2019 – Record Setting – In All the Wrong Ways
Study Reveals the Fifth Consecutive Annual Rise in Ocean Temperatures
Last year was the warmest year on record for the world’s oceans – just as the previous four years have all been record-breakers.
A study published in the journal Advances in Atmospheric Sciences this week confirms the disturbing trend. The oceans have absorbed more than 90 per cent of the excess heat caused by human-induced climate change and are rapidly warming.
‘The oceans are really what tells you how fast the Earth is warming,’ said Prof John Abraham at the University of St Thomas, in Minnesota, US, and one of the team behind the new analysis. ‘Using the oceans, we see a continued, uninterrupted and accelerating warming rate of planet Earth. This is dire news.’
‘We found that 2019 was not only the warmest year on record, it displayed the largest single-year increase of the entire decade, a sobering reminder that human-caused heating of our planet continues unabated,’ said Prof Michael Mann, at Penn State University, US, and another team member.
‘If you look at the ocean heat content, 2019 is by far the hottest, 2018 is second, 2017 is third, 2015 is fourth, and then 2016 is fifth,’ said Kevin E Trenberth, a senior scientist at the National Center for Atmospheric Research and an author on the study.
Measuring the ocean’s temperature is a challenge for scientists. Thermometers on land around the world have tracked temperatures for more than a century, but ocean temperatures are far harder to establish.
The main source for the study was the Argo global network of 3,000 drifting floats equipped with sensors that measure temperature and depth which has been running since 2007. Before that, researchers had to rely on an ad hoc system of ocean temperature measurements. Many of these were taken from the sides of ships and excluded Antarctic waters until the late 1950s.
For the latest study, the researchers overcame some of the gaps in the historical ocean temperature record by an understanding of how a temperature reading in one area relates to ocean temperatures across the ocean overall gleaned from data from the Argo system. The new method allowed them to take the limited temperature observations from the pre-Argo era and extrapolate them into a broader understanding of past ocean temperature.

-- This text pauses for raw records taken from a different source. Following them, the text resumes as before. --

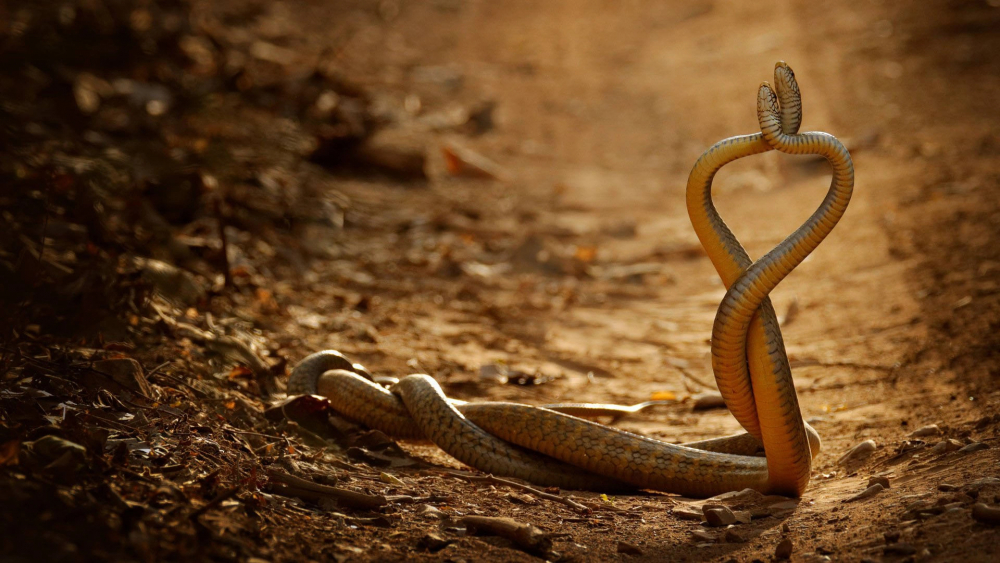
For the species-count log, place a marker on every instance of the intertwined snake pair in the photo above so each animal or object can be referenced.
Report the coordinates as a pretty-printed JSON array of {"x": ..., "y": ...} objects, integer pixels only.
[{"x": 748, "y": 357}]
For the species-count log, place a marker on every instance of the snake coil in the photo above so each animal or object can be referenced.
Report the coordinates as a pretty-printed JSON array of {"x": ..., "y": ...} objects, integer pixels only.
[{"x": 551, "y": 448}]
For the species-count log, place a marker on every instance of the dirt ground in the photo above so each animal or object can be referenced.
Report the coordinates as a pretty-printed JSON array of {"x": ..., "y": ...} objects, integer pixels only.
[{"x": 578, "y": 267}]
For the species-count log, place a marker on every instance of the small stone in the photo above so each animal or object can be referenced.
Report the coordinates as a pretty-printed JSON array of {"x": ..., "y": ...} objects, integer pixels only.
[
  {"x": 880, "y": 479},
  {"x": 687, "y": 513},
  {"x": 974, "y": 447},
  {"x": 783, "y": 549},
  {"x": 432, "y": 542},
  {"x": 702, "y": 536},
  {"x": 732, "y": 536},
  {"x": 628, "y": 549},
  {"x": 428, "y": 511},
  {"x": 858, "y": 453},
  {"x": 518, "y": 498},
  {"x": 719, "y": 516},
  {"x": 925, "y": 431},
  {"x": 986, "y": 514},
  {"x": 785, "y": 505},
  {"x": 125, "y": 372},
  {"x": 899, "y": 549},
  {"x": 867, "y": 493},
  {"x": 945, "y": 446},
  {"x": 708, "y": 401}
]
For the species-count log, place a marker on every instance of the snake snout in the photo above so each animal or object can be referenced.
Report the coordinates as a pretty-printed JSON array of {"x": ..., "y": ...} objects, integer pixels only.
[{"x": 767, "y": 99}]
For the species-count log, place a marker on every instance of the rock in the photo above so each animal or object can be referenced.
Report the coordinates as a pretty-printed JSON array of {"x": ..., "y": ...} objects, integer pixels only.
[
  {"x": 628, "y": 549},
  {"x": 719, "y": 516},
  {"x": 784, "y": 549},
  {"x": 923, "y": 432},
  {"x": 702, "y": 535},
  {"x": 708, "y": 401},
  {"x": 858, "y": 453},
  {"x": 125, "y": 372},
  {"x": 880, "y": 479},
  {"x": 744, "y": 495},
  {"x": 986, "y": 514},
  {"x": 687, "y": 513},
  {"x": 433, "y": 542},
  {"x": 790, "y": 504},
  {"x": 899, "y": 549},
  {"x": 177, "y": 286},
  {"x": 732, "y": 536},
  {"x": 867, "y": 493},
  {"x": 946, "y": 446},
  {"x": 428, "y": 511},
  {"x": 464, "y": 162},
  {"x": 974, "y": 447}
]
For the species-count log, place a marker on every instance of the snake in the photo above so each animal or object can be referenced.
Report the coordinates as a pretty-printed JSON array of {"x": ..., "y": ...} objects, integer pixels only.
[{"x": 552, "y": 448}]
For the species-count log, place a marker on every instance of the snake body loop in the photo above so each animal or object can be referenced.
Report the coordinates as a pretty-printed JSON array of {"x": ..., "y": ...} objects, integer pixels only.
[{"x": 748, "y": 358}]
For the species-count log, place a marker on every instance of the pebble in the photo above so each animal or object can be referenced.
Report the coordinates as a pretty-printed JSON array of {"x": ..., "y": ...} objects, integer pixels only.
[
  {"x": 930, "y": 430},
  {"x": 719, "y": 516},
  {"x": 708, "y": 401},
  {"x": 428, "y": 511},
  {"x": 732, "y": 536},
  {"x": 687, "y": 513},
  {"x": 432, "y": 542},
  {"x": 899, "y": 549},
  {"x": 783, "y": 549},
  {"x": 867, "y": 493},
  {"x": 945, "y": 446},
  {"x": 880, "y": 479},
  {"x": 860, "y": 452},
  {"x": 628, "y": 549},
  {"x": 985, "y": 513},
  {"x": 702, "y": 535}
]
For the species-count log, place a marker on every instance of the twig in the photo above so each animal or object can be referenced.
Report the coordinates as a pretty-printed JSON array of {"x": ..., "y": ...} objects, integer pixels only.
[
  {"x": 575, "y": 506},
  {"x": 691, "y": 376},
  {"x": 525, "y": 536},
  {"x": 223, "y": 496},
  {"x": 808, "y": 362},
  {"x": 296, "y": 486},
  {"x": 227, "y": 275}
]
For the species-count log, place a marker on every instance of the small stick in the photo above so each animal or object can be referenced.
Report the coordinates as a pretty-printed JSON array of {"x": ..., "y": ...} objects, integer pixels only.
[
  {"x": 525, "y": 536},
  {"x": 303, "y": 488},
  {"x": 224, "y": 495},
  {"x": 575, "y": 506},
  {"x": 227, "y": 275},
  {"x": 691, "y": 376}
]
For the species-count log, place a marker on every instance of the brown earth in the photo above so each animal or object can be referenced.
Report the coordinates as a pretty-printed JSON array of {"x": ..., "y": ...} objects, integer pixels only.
[{"x": 580, "y": 267}]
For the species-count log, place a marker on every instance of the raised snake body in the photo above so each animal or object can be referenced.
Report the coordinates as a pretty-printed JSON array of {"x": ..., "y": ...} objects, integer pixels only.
[{"x": 748, "y": 358}]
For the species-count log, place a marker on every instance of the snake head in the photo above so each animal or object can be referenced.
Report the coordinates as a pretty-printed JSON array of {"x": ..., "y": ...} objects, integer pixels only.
[
  {"x": 789, "y": 96},
  {"x": 767, "y": 100},
  {"x": 768, "y": 112}
]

‘What we find is that we can do a global reconstruction back to 1958,’ Trenberth said. That year was when systematic temperature observations began in Antarctica, creating enough temperature points for the extrapolation to be feasible.
The past 10 years have been the warmest 10 on record for global ocean temperatures. The increase between 2018 and 2019 was the largest single-year increase since the early 2000s.
Hotter oceans have led to widespread coral bleaching plus more severe storms, floods, droughts and wildfires, as well as an inexorable rise in sea level.